Johnson included 4 patients in his series that underwent TORS resection of lingual TGD but also underwent transoral resection of the central portion of the hyoid bone. He takes advantage of the relatively avascular channel of the midline posterior tongue, vallecula, and posterior hyoid space which provides a safe, relatively bloodless plane of dissection for deep lesions of the midline base of tongue and access to structures in the anterior neck [42,43].

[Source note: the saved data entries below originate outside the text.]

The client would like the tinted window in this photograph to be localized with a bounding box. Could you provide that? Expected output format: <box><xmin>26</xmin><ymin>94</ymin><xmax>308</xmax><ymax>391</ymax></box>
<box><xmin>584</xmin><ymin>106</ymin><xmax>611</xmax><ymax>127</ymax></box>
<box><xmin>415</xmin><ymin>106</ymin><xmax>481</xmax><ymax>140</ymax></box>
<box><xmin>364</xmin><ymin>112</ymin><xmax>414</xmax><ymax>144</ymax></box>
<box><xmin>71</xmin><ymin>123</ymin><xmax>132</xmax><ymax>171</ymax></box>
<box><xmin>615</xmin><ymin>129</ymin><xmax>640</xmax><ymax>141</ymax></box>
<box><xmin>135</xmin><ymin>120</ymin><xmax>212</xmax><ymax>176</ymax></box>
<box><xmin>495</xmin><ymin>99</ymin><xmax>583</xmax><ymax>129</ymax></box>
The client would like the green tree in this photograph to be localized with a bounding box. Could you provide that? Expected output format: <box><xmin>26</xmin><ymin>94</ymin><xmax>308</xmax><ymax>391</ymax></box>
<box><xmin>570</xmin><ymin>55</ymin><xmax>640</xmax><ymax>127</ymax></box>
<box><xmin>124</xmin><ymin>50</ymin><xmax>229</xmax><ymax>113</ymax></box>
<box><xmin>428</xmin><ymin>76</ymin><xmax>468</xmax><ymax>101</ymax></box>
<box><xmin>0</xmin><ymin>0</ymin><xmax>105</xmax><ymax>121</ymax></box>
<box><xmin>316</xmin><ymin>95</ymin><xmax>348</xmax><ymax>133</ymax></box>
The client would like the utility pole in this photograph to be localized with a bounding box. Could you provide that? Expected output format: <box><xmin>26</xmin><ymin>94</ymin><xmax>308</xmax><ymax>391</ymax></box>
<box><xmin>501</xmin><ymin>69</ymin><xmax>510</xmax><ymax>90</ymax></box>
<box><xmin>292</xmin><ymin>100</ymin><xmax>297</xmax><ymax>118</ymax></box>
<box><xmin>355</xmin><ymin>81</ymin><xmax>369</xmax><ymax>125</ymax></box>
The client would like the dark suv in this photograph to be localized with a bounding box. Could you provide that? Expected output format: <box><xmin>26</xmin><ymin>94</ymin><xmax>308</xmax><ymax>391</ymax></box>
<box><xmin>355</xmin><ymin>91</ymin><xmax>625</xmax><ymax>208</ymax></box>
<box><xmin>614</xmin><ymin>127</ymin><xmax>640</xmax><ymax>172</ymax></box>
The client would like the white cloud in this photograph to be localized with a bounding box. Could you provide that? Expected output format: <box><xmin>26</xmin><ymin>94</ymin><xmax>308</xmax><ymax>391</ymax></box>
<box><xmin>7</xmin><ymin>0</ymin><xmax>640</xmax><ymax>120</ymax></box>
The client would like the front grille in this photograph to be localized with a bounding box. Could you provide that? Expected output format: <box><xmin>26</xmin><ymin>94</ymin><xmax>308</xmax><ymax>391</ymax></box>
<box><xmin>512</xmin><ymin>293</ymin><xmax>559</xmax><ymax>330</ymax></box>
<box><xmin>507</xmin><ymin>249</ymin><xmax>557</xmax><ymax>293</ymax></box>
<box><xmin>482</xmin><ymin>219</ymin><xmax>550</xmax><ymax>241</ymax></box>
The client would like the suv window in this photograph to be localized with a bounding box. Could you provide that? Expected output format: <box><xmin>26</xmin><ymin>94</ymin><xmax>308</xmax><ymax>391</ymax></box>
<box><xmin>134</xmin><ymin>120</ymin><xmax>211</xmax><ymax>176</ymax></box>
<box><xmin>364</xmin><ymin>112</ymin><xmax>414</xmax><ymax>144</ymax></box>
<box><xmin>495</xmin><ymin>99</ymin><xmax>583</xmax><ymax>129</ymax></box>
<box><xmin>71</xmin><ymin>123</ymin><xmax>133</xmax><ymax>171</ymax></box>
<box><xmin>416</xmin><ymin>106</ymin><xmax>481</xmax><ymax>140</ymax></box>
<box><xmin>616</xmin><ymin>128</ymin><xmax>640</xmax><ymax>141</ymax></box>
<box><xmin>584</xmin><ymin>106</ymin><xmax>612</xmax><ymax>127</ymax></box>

Age does not seem to be a factor in the successful use of our combined approach. Our patients were all adults and had surgery with the Da Vinci® Xi robot. The Da Vinci® robot with a single port will only make for ergonomic ease over a 4 arm robot. One team utilized TORS techniques in a 2-month old [37]. The ports and arms have decreased in required area with time, evolving from three 8 mm ports used in the mouth, to three 5 mm ports, to now a single port transorally. This development will only facilitate the use in smaller patients. As TGD cysts are mostly seen in children, this advancement is welcomed.

Conclusion

A combined transcervical and transoral robotic approach is feasible and successful in treating the adult patient with large or recurrent lingual TGD cyst, allowing hyoid resection and thus minimizing recurrence risk. The evolution of the robot will contribute to application in children along with adults.

Financial support

This particular research received no internal or external grant funding.

Conflicts of interest

The authors report no relevant financial disclosures related to this current work.

Abbreviations

Thyroglossal duct (TGD); transoral robotic surgery (TORS); Feyh-Kastenbauer (FK); high-definition (HD); Single-Port (SP)

Acknowledgements

N/A

Author contribution

Each author contributed to the planning of the article, writing of the article, and editing of the article.